For such a relatively small body of water, it’s quite remarkable that there are three separate 18-hole golf courses that all have holes with where Lake Manassas is in play. Robert Trent Jones, commonly referred to as RTJ, is the world class and highly exclusive club that has hosted four President’s Cup tournaments since 1994, and has the most lake front golf of the three courses. Stonewall is a highly rated upscale public course on the west-end of the lake, as well as a course that the Beltway Golfer plans to review before the year’s end. Virginia Oaks lies predominantly east of the lake with only a couple holes bringing the lake into play, and is the more affordable of the two public courses mentioned here. All three courses are accessed off route 29 just south of interstate 66 in Gainesville, Virginia.

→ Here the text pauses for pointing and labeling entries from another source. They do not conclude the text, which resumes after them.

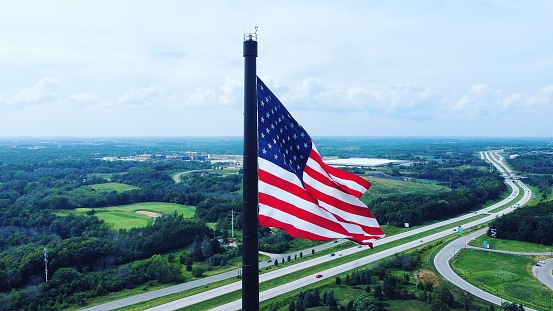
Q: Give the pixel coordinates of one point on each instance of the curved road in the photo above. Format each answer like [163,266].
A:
[237,305]
[441,261]
[315,261]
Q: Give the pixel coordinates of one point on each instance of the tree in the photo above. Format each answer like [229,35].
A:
[377,293]
[365,303]
[438,305]
[444,295]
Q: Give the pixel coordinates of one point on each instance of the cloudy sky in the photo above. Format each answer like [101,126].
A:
[342,68]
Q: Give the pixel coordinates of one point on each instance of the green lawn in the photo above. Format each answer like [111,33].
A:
[381,187]
[128,216]
[508,276]
[510,245]
[111,186]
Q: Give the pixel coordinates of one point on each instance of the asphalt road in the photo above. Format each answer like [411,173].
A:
[496,160]
[441,261]
[237,305]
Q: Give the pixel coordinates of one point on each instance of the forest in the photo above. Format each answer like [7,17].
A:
[87,258]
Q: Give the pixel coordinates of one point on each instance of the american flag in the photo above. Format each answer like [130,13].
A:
[298,192]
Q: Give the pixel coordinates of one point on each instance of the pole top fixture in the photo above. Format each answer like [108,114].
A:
[251,36]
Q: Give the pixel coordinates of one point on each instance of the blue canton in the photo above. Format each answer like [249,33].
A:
[281,139]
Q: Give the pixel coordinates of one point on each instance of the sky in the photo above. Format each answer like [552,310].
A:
[342,68]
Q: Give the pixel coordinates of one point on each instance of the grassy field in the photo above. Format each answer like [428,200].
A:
[381,187]
[128,216]
[510,245]
[111,186]
[508,276]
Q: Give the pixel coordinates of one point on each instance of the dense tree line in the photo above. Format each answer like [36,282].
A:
[469,189]
[530,224]
[85,257]
[533,162]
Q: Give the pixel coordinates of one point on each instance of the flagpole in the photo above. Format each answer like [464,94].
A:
[250,264]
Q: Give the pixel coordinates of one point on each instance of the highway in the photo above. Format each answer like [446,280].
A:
[494,158]
[441,261]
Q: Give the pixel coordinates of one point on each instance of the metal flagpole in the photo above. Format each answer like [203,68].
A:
[250,264]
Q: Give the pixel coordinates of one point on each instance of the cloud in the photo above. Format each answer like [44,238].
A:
[142,97]
[44,91]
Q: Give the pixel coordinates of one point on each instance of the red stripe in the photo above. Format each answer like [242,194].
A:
[337,203]
[338,173]
[299,192]
[285,185]
[290,229]
[301,214]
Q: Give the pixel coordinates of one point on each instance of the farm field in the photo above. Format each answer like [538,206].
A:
[111,186]
[509,276]
[381,187]
[134,215]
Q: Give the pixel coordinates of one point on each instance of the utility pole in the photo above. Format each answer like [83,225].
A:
[250,241]
[46,264]
[232,222]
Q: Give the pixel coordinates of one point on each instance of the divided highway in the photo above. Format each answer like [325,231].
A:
[493,157]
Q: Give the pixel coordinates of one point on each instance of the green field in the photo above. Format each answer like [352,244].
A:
[511,245]
[111,186]
[507,276]
[128,216]
[381,187]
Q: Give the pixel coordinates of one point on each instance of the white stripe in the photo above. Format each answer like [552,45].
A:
[298,222]
[346,182]
[338,194]
[305,205]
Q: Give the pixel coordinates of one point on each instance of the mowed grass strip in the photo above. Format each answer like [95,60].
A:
[111,186]
[511,245]
[381,187]
[504,275]
[127,216]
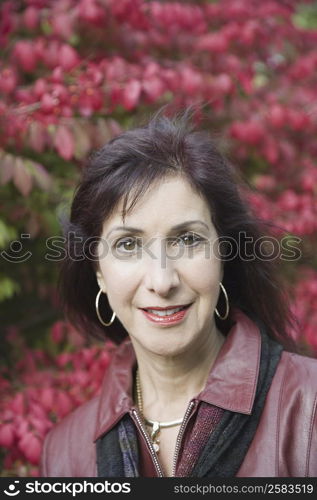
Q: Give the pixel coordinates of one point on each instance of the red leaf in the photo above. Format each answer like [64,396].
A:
[41,176]
[6,435]
[30,447]
[6,169]
[131,94]
[64,142]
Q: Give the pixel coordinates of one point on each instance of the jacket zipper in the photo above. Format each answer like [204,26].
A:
[178,440]
[180,436]
[148,442]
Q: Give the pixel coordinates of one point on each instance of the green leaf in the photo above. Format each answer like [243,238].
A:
[8,288]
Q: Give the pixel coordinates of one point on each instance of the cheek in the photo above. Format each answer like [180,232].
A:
[120,280]
[204,274]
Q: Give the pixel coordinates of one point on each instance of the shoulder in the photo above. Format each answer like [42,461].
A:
[68,448]
[294,396]
[298,371]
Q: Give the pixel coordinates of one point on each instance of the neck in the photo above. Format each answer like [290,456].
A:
[168,384]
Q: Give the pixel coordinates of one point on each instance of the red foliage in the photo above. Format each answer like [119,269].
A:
[41,390]
[74,72]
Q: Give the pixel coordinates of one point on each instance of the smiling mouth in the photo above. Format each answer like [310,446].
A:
[168,311]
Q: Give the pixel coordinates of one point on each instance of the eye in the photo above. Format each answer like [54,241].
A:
[127,245]
[189,239]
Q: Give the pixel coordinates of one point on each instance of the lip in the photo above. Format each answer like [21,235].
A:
[165,308]
[173,319]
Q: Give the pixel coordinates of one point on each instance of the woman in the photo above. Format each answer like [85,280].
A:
[200,384]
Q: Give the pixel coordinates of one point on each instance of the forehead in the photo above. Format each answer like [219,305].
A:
[168,201]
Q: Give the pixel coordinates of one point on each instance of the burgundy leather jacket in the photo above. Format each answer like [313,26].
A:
[285,443]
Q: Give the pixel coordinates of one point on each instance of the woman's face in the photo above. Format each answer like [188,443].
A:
[163,256]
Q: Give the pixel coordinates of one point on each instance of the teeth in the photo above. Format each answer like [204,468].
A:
[168,312]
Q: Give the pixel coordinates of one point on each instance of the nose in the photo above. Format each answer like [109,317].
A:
[161,273]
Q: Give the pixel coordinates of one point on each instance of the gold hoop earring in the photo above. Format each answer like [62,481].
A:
[98,314]
[227,304]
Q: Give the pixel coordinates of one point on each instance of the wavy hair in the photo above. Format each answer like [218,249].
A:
[123,170]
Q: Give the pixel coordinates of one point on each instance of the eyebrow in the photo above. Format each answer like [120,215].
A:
[182,225]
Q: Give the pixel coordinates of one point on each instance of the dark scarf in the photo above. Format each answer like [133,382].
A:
[117,451]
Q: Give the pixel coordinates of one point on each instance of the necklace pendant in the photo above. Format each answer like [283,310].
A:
[156,447]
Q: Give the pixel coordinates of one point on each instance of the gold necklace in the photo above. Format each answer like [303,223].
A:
[156,425]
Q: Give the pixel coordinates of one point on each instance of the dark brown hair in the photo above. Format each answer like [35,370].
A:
[123,170]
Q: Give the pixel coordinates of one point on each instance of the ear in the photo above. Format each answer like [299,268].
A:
[100,281]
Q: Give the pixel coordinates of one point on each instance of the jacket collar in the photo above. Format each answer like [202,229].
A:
[231,384]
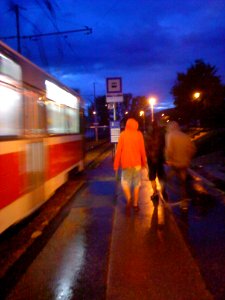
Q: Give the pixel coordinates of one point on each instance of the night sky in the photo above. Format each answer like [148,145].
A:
[146,42]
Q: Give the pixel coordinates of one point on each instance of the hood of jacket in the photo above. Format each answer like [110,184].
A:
[131,124]
[173,126]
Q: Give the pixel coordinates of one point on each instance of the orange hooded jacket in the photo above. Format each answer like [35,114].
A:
[130,150]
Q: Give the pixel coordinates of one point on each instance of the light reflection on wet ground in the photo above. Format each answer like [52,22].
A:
[203,227]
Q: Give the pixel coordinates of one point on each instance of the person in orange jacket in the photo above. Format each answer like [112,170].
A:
[131,157]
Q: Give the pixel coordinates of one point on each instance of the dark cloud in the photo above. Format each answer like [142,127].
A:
[144,42]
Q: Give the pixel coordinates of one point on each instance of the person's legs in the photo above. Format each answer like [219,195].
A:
[136,184]
[183,180]
[126,178]
[152,177]
[154,186]
[136,196]
[162,180]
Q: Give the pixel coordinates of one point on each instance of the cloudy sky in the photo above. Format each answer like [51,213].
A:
[146,42]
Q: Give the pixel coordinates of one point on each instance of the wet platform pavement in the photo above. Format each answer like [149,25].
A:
[147,257]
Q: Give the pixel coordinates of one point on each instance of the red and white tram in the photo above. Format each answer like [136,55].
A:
[41,136]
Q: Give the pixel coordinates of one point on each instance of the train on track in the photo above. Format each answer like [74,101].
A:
[41,136]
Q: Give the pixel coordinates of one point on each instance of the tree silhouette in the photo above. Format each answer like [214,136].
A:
[199,94]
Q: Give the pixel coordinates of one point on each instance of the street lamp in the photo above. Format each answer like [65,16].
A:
[196,97]
[142,114]
[152,102]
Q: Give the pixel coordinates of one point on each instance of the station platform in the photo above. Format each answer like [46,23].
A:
[148,259]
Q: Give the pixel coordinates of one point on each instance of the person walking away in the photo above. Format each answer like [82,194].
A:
[179,151]
[131,157]
[155,146]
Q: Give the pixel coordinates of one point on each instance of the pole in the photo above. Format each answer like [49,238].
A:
[114,119]
[18,28]
[96,125]
[152,113]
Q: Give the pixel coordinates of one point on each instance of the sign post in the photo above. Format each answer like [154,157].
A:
[114,95]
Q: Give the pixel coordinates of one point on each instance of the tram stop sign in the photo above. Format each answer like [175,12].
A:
[114,90]
[114,131]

The Oaks, as one my playing partners refers to it as, was designed by P.B. Dye and much like his namesake course on the other side of the river, there is an awful lot of danger throughout the entire layout. The front nine starts out with a manageable first hole, which should leave you with a wedge in your hand on your approach, but the challenges pile up quick over the next three holes. The second is dogleg that will take the driver out of your hand for most folks, the third is a reachable par 5 that will tempt you to do go for it but having your ball swallowed up the woods on either side of the thin fairway is an often more likely end result. The fourth hole is really the class of the layout, as it should be since it’s the only hole that truly brings the lake into play. The gradually downhill sloping par 4, will leave you with a tricky decision as to what iron to hit on your approach as the green will be well below your feet and Lake Manassas surronds it on three sides. What’s even more distracting is the fact the view from this fairway is as nice as you’ll see on any hole in the DC area. The next four holes are fairly straight forward and lower scores are doable, especially with a reachable par 4 at number seven.
Take your time at the clubhouse on the turn at Virginia Oaks, because the back nine is going to test your patience right off the bat. The par 5 tenth is a monster of a hole, measuring 621 yards from the championship tees and it always seems to play long. The par 3 eleventh is another patience tester with the hole lying above the tee box and the size of the green always being extremely deceptive. The nest three holes are all par 4’s that all packed in somewhat tight in what appears to a course designer running short on real estate, but nonetheless they require precise shots off the tee as well as on your approach. There are hazards very much in play on several of the holes coming down the stretch, and leaving your driver in the bag on a few of them is recommended. Save your energy for the finishing hole, a reachable par 5 that can produce both a low score or a costly one if you end up long or left in the lake guarding the green. On weekends, the track can slow down a bit but if you bring your patience, with a side of conservative club selection, you’ll most likely have a great day of golf.